LANGIT Pajajaran gelap gulita. Prabu Banyak Blabur berduka. Wabah penyakit yang melanda di negerinya tidak kunjung reda.
Setiap hari, Prabu Banyak Blabur tidak merasakan lezatnya makanan. Setiap malam, ia tidak dapat memejamkan mata. Pikirannya tercurah pada wabah penyakit yang menjangkit ke tubuh rakyat dan putrinya. Namun berkat doanya, ia mendapat petunjuk Tuhan melalui seorang ahli nujum, Ki Charak.
"Ampun, Paduka." Ki Charak menghaturkan sembah. "Menurut hamba, wabah penyakit hanya dapat dibasmi dengan air mata kuda sembrani."

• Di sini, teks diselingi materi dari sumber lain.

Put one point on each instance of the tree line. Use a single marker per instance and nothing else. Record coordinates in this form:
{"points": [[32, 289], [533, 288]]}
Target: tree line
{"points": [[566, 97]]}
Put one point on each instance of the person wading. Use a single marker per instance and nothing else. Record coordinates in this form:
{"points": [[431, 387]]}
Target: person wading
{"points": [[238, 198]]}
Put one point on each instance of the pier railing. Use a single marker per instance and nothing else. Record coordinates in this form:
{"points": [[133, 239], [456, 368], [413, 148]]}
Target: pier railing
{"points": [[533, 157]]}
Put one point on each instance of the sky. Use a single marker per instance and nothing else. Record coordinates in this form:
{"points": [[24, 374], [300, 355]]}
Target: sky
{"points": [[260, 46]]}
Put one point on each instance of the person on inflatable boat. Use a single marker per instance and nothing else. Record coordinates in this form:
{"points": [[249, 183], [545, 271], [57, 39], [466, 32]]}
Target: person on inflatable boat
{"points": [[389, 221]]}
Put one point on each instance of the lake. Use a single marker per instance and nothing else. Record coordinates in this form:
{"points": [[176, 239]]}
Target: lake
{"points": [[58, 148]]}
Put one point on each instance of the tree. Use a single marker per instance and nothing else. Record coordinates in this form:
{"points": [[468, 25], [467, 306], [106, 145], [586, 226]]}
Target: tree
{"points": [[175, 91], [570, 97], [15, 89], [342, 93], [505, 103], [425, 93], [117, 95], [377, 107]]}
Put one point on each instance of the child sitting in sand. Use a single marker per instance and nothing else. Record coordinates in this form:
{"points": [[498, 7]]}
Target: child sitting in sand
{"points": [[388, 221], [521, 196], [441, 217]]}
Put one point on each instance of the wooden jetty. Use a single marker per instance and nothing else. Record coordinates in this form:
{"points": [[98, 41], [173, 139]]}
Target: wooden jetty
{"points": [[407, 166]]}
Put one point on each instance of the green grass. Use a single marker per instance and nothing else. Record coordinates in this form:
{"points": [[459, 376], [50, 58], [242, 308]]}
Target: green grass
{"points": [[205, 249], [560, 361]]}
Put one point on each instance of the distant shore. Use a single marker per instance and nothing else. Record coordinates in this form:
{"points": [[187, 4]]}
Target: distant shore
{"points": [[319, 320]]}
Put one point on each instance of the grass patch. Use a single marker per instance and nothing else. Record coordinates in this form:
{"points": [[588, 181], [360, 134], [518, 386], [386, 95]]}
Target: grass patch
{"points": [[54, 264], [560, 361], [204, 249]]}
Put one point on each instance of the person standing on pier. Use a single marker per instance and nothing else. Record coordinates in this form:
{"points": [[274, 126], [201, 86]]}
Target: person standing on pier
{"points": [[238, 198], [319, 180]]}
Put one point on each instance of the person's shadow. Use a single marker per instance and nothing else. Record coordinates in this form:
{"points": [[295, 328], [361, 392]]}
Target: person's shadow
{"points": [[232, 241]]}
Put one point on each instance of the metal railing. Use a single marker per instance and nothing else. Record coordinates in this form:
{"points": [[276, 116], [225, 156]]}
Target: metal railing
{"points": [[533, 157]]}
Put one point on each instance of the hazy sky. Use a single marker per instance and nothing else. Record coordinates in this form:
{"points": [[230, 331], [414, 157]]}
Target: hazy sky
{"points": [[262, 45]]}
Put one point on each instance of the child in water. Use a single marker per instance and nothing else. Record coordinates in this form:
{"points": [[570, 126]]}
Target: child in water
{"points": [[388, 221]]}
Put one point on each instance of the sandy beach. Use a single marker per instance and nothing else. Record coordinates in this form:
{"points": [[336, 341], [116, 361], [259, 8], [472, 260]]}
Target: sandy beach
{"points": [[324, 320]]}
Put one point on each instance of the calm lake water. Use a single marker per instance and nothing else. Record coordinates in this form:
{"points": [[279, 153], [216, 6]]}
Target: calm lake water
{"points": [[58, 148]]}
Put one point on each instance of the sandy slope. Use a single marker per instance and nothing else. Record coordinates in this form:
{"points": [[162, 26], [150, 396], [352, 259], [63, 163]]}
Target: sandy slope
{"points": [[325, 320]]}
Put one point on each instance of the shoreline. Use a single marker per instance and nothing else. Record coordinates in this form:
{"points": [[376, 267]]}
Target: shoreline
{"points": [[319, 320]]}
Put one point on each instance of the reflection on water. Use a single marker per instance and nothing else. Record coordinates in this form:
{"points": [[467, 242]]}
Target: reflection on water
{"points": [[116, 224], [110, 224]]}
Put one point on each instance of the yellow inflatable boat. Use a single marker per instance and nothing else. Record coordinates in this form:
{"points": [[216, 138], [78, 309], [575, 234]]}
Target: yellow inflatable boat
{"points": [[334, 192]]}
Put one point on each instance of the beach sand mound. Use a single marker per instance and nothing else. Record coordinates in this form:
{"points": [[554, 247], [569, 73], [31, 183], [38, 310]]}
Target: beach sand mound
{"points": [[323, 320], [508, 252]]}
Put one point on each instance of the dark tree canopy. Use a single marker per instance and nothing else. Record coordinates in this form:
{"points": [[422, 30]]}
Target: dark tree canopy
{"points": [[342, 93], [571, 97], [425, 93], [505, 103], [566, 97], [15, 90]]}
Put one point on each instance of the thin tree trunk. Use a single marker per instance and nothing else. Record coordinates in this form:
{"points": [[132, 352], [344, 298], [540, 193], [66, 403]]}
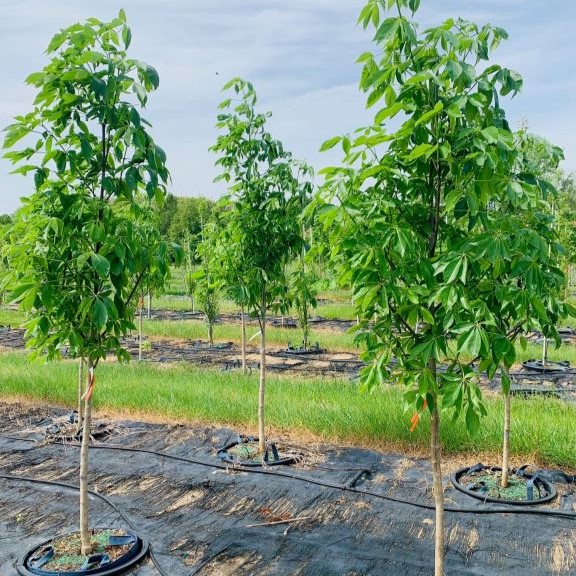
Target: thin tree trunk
{"points": [[86, 546], [262, 386], [80, 392], [243, 325], [305, 325], [506, 445], [140, 328], [436, 457]]}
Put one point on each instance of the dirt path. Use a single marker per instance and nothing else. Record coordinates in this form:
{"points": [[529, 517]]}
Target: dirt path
{"points": [[206, 520]]}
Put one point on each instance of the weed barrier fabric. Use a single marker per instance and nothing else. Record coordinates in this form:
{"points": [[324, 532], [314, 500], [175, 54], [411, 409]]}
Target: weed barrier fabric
{"points": [[207, 520]]}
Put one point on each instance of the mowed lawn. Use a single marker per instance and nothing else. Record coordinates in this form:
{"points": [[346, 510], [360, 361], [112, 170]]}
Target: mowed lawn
{"points": [[543, 429]]}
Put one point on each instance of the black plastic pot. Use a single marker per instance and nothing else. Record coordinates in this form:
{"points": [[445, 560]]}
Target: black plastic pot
{"points": [[548, 367], [97, 564], [271, 456], [304, 351], [532, 480]]}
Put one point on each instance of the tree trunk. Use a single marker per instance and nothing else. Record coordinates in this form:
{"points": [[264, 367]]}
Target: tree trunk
{"points": [[436, 457], [80, 392], [86, 546], [140, 326], [506, 445], [262, 387], [243, 325]]}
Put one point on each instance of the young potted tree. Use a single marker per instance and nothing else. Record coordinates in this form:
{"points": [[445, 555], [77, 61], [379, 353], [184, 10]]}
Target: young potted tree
{"points": [[260, 211], [444, 242], [80, 248]]}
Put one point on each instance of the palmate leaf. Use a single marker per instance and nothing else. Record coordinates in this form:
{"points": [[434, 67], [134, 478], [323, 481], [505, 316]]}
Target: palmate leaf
{"points": [[100, 313], [101, 264]]}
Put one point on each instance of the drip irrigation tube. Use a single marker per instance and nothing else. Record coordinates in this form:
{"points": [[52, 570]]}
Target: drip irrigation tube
{"points": [[92, 493], [343, 487]]}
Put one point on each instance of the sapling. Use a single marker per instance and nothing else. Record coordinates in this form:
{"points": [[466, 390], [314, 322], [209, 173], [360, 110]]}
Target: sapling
{"points": [[260, 211], [82, 244], [444, 242]]}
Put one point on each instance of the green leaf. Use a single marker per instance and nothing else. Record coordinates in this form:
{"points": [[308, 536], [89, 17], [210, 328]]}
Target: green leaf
{"points": [[491, 134], [470, 342], [152, 76], [126, 36], [15, 133], [101, 265], [20, 291], [100, 313], [388, 112], [330, 143], [422, 150], [472, 420], [387, 30]]}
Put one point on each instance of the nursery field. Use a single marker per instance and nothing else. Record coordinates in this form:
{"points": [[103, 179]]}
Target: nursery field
{"points": [[339, 510], [364, 368]]}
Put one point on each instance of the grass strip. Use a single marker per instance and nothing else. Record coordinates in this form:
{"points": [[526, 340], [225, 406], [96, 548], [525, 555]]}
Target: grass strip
{"points": [[543, 429]]}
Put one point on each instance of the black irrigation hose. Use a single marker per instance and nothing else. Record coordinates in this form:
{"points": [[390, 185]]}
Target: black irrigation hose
{"points": [[343, 487], [92, 493]]}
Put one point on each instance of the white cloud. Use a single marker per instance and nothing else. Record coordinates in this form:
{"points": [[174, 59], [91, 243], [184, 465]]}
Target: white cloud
{"points": [[299, 55]]}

"Aneh!" Prabu Banyak Blabur sejenak berpikir. "Apakah di dunia ini, ada air mata kuda sembrani?"
"Ada, Paduka. Ratu Sri Wulan. Putri mendiang Prabu Pulebahas dari Nusatembini itu yang memilikinya."
"Kita harus mendapatkan air mata kuda sembrani itu."
"Harus, Paduka. Kalau Paduka tidak ingin melihat kesengsaraan rakyat Pajajaran. Tidak ingin menyaksikan penderitaan putri Paduka."
Prabu Banyak Blabur mengerling Tilandanu. "Patih...."
"Hamba, Paduka."
"Tak seorang pun yang aku percaya untuk mendapatkan air mata kuda sembrani selain dirimu. Karena Nusatembini bukan sembarang kerajaan, perjalananmu ke sana tidak seorang diri. Rayi Adipati Gobog, Rayi Adipati Sendang, dan seribu prajurit berkuda aku perbantukan padamu. Aku pun akan membekalimu sekantong kepeng emas."
"Terima kasih. Mengingat rakyat dan putri Paduka harus segera mendapat pertolongan, hamba mohon pamit. Melaksanakan tugas yang Paduka sampirkan ke pundak hamba."